Servaes has now posted a very useful answer that includes a longer excerpt containing the same text.
The second is a pair of exercises on page 590:
Determine the symmetry group and corner-symmetry group of a triangle which is neither equilateral nor isosceles.
Determine the symmetry group of a regular tetrahedron. (Hint: There are 12 symmetries.)
The third, on page 609, is an apparent answer to an exercise:
- The symmetry group contains only the identity motion. The corner symmetry group contains only the identity permutation of the three corners.
This looks like the answer to Exercise 5 mentioned above, although the number of the problem does not correspond.
The quotation in Servaes's answer confirms that the symmetry group of a figure is the set of geometric motions that map the figure to itself. You will have to find the relevant passages in the book that define whether these motions include rotations and reflections or rotations only. (I would start by looking for the text quoted above. The surrounding text may contain useful information.) My guess, based on the hint to Exercise 6, is that it is rotations only.
I will discuss the tetrahedron because it provides a good example of why it is necessary to distinguish the symmetry group, corner-symmetry group, edge-symmetry group, and face-symmetry group, even though all four groups are isomorphic in this case.

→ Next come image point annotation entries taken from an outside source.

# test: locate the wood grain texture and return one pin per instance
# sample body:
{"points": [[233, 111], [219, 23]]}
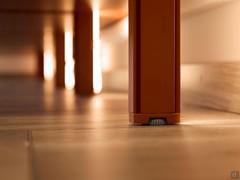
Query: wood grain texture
{"points": [[71, 137]]}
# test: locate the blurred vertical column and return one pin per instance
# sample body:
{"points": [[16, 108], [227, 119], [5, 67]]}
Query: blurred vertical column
{"points": [[40, 64], [154, 61], [60, 58], [83, 49]]}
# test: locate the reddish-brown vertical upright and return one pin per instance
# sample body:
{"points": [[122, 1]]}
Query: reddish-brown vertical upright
{"points": [[154, 60], [83, 50], [40, 64], [60, 58]]}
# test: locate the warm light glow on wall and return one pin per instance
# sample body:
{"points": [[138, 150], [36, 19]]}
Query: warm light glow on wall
{"points": [[69, 61], [49, 58], [97, 71], [126, 26]]}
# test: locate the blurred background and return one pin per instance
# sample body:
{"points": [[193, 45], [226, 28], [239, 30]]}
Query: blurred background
{"points": [[209, 46]]}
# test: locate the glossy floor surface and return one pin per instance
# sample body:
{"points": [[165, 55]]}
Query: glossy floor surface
{"points": [[49, 134]]}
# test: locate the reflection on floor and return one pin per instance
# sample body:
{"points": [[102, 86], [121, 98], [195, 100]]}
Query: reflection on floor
{"points": [[49, 134]]}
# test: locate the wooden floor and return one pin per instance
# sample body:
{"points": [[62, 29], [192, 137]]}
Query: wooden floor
{"points": [[49, 134]]}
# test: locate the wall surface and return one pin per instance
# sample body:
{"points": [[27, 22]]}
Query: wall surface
{"points": [[114, 56], [212, 36], [17, 62], [210, 43]]}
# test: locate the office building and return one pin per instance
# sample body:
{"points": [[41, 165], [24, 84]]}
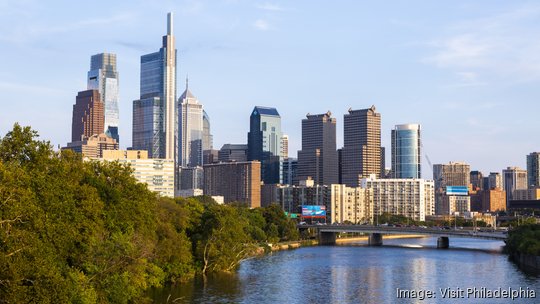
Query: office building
{"points": [[495, 180], [477, 180], [514, 178], [406, 154], [210, 156], [88, 116], [290, 171], [318, 158], [284, 146], [233, 152], [235, 181], [157, 174], [208, 140], [155, 113], [103, 77], [533, 170], [93, 146], [190, 130], [264, 142], [453, 174], [361, 154], [413, 198], [190, 178]]}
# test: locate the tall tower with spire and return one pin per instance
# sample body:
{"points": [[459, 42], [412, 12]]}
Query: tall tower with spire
{"points": [[190, 130], [155, 113]]}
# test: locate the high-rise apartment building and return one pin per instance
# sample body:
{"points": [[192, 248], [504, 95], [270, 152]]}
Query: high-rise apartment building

Assuming we are concerned with rotations only, the symmetry group of the regular tetrahedron consists of the identity motion, eight rotations of either $120^\circ$ or $240^\circ$ about the four axes joining a corner to the center of the opposite face, and three $180^\circ$ rotations about the axes joining the centers of opposite edges. To fully describe the group, the rules for composing these motions need to be stated. Note that a set of motions forms a group in the algebraic sense when it is closed under composition of motions and contains inverses of all motions.
One typically gives names to each motion. Label the tetrahedron vertices with the numbers $1$ through $4$, with $2$ $3$, and $4$ in counterclockwise order as viewed from vertex $1$. You might use $r_1$ to mean a $120^\circ$ clockwise rotation about the axis through vertex $1$ (as viewed from above). Then the $240^\circ$ rotation about this axis would be $r_1^2$. Similarly, you might use $f_1$ for the $180^\circ$ rotation about the axis through the center of edge $1$-$4$ and the center of edge $2$-$3$. The relations $r_1^3=e$ and $f_1^2=e$ hold, where $e$ is the identity motion (no motion at all). Also $r_1f_1$ (the operation of first doing $r_1$, then doing $f_1$) equals $r_2$ (the $120^\circ$ clockwise rotation about the axis through vertex $2$, viewed from a vantage point above vertex $2$). Two other $120^\circ$ rotations, $r_3$ and $r_4$ are defined similarly, as are two other $180^\circ$ rotations, $f_2$, about the axis joining the centers of edges $2$-$4$ and $1$-$3$, and $f_3$, about the axis going the centers of edges $3$-$4$ and $1$-$2$. Hence the symmetry group is the set of motions $$ \{e,r_1,r_1^2,r_2,r_2^2,r_3,r_3^2,r_4,r_4^2,f_1,f_2,f_3\} $$ with composition of motions the group operation. By a detailed analysis, one can work out the "multiplication table" for the group, which shows how all $12$ motions compose with each other.
The corner-symmetry group would be obtained by writing down the permutations of the vertices that correspond to each of the motions listed above. The permutations corresponding to $r_1$, $f_1$, and $r_2$ are $(23)(24)$, $(14)(23)$, and $(14)(13)$. The symmetry group and the corner symmetry group are clearly isomorphic. The corner-symmetry group acts on a four-element set, the set $\{1,2,3,4\}$ of vertex labels. The symmetry group, in contrast, acts on the geometrical object itself.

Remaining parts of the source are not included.